Dix-huit ans plus tard et pas de changement - La pauvreté des enfants est au même niveau qu'en 1989, selon un nouveau rapport



    TORONTO, le 26 nov. /CNW Telbec/ - Dix-huit ans après la résolution
adoptée à l'unanimité par la Chambre des communes en 1989 d'éradiquer la
pauvreté des enfants au Canada, le taux de pauvreté infantile est exactement
le même, selon un nouveau rapport de Campagne 2000. En dépit d'une économie
croissante, de l'appréciation de notre dollar et d'un faible taux de chômage,
les données de Statistique Canada révèlent que le taux de pauvreté infantile
(revenu après impôt) est à 11,7 p. cent, exactement ce qu'il était lorsque
tous les partis fédéraux ont convenu que des mesures urgentes s'imposaient.

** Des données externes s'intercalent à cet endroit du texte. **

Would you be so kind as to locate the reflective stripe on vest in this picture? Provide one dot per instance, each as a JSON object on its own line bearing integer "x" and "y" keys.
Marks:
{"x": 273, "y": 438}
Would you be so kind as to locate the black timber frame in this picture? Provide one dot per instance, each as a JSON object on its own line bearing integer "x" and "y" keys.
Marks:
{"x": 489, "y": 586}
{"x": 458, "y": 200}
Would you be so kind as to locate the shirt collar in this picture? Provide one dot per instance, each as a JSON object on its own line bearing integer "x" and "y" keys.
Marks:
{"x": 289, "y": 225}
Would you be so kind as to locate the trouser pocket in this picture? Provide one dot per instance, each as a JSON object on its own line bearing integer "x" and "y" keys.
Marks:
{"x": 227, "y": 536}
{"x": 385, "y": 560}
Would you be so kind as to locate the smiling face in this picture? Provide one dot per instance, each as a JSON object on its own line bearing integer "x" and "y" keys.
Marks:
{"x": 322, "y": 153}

    Le Rapport 2007 sur la pauvreté des enfants et des familles au Canada
montre que 788 000 enfants vivent dans la pauvreté au Canada. Fait troublant,
41 p. cent des enfants défavorisés vivent dans une famille dont au moins un
parent travaille à temps plein toute l'année sans toutefois gagner
suffisamment pour sortir sa famille de la pauvreté. Aussi, le risque de vivre
dans la pauvreté n'est pas le même pour tous les enfants. La pauvreté frappe
beaucoup plus souvent les enfants de communautés racialisées, des Premières
Nations ou d'immigration récente.
    "Nous avons intitulé le rapport Il faut une nation pour éduquer une
génération parce que nous exhortons le gouvernement fédéral à se présenter au
marbre armé d'une stratégie globale de réduction de la pauvreté", a dit
Ann Decter, coordonnatrice nationale de Campagne 2000, lors du lancement du
rapport, aujourd'hui, à Ottawa. "Le gouvernement fédéral a les ressources
fiscales suffisantes à moins qu'il ne choisisse de les consacrer à des
réductions d'impôt générales tous azimuts".

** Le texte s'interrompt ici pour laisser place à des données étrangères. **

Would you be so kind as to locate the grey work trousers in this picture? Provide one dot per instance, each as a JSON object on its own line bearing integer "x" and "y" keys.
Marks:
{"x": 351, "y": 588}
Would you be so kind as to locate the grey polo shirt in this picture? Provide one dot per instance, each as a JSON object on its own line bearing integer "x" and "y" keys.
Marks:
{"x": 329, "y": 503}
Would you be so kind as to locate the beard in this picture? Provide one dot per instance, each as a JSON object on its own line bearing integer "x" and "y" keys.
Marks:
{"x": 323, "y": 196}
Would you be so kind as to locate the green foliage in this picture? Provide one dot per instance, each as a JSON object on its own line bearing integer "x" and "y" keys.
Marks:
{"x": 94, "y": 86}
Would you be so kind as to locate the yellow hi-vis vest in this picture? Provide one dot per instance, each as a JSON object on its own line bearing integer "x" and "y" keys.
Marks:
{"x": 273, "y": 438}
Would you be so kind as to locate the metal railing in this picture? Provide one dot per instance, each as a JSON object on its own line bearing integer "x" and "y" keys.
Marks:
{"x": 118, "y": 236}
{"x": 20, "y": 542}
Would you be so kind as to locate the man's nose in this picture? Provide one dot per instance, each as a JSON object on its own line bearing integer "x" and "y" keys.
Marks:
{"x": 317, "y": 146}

    "Les Canadiennes et Canadiens ont été sondés et se sont prononcés
clairement : réduisez les écarts de pauvreté, voilà le genre de pays dans
lequel nous voulons vivre. C'est ce que nous attendons de notre gouvernement
fédéral. Je veux savoir que les enfants dans la classe de ma fille mangent à
leur faim tous les jours. Je veux savoir qu'aucun enfant ne se retrouvera sans
abri au Canada cet hiver. Je veux que tous les enfants autochtones vivent en
toute sécurité, à l'abri du cycle emprisonnant de la pauvreté", a dit
madame Decter. "C'est ça réduire la pauvreté".

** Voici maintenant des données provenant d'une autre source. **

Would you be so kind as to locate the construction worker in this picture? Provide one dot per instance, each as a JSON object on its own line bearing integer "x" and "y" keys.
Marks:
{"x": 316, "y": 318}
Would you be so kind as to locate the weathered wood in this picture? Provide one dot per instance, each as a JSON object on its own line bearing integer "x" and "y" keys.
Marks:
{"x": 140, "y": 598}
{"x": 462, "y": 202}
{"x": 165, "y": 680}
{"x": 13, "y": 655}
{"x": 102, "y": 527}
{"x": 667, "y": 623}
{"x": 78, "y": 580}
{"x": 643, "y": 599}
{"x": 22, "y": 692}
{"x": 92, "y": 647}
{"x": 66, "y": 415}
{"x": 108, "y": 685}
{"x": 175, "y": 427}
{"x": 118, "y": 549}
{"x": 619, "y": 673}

    Madame Decter a souligné que 85 p. cent des Canadiennes et des Canadiens
sondés croyaient qu'avec des mesures concrètes, le gouvernement pourrait
réduire substantiellement la pauvreté au Canada.
    "Les enseignants et les enseignantes connaissent bien le visage de la
pauvreté", a dit Emily Noble, présidente de la Fédération canadienne des
enseignantes et des enseignants. "Ils voient des enfants qui ont trop faim
pour s'asseoir et apprendre, des enfants qui vivent dans des centres
d'hébergement pour personnes sans abri, des enfants écrasés par les soucis
qu'ils se font pour leur famille. La FCE unit sa voix aux autres et lance un
appel aux gouvernements afin qu'ils dotent le Canada d'une stratégie nationale
de réduction de la pauvreté. Les parents devraient être capables d'assurer à
leurs enfants un niveau de vie convenable. S'ils travaillent ensemble, les
gouvernements peuvent faire en sorte que ce soit possible".
    "Les initiatives pour réduire la pauvreté se multiplient partout au
pays", a ajouté madame Decter. "Quatre gouvernements provinciaux ont mis en
oeuvre une stratégie ou se sont engagés à le faire. Le parti libéral fédéral a
annoncé des cibles audacieuses. Des premiers ministres de diverses allégeances
politiques s'engagent dans des plans d'action intégrés et à long terme. Le
gouvernement fédéral peut jouer un rôle de premier plan en lançant une
stratégie nationale de réduction de la pauvreté".
    Le rapport montre comment certains programmes fédéraux déjà en place
permettent de réduire la pauvreté et réclame d'autres mesures. "Nous demandons
au gouvernement fédéral de stimuler la réduction de la pauvreté par
l'augmentation de la Prestation fiscale canadienne pour enfants et des crédits
d'impôt remboursables fédéraux pour l'emploi, par des investissements
importants dans les services de garde à l'enfance et le logement abordable et
par un plan d'action ciblé pour s'attaquer à la pauvreté des Autochtones", a
dit Adje Van de Sande de l'Université Carleton.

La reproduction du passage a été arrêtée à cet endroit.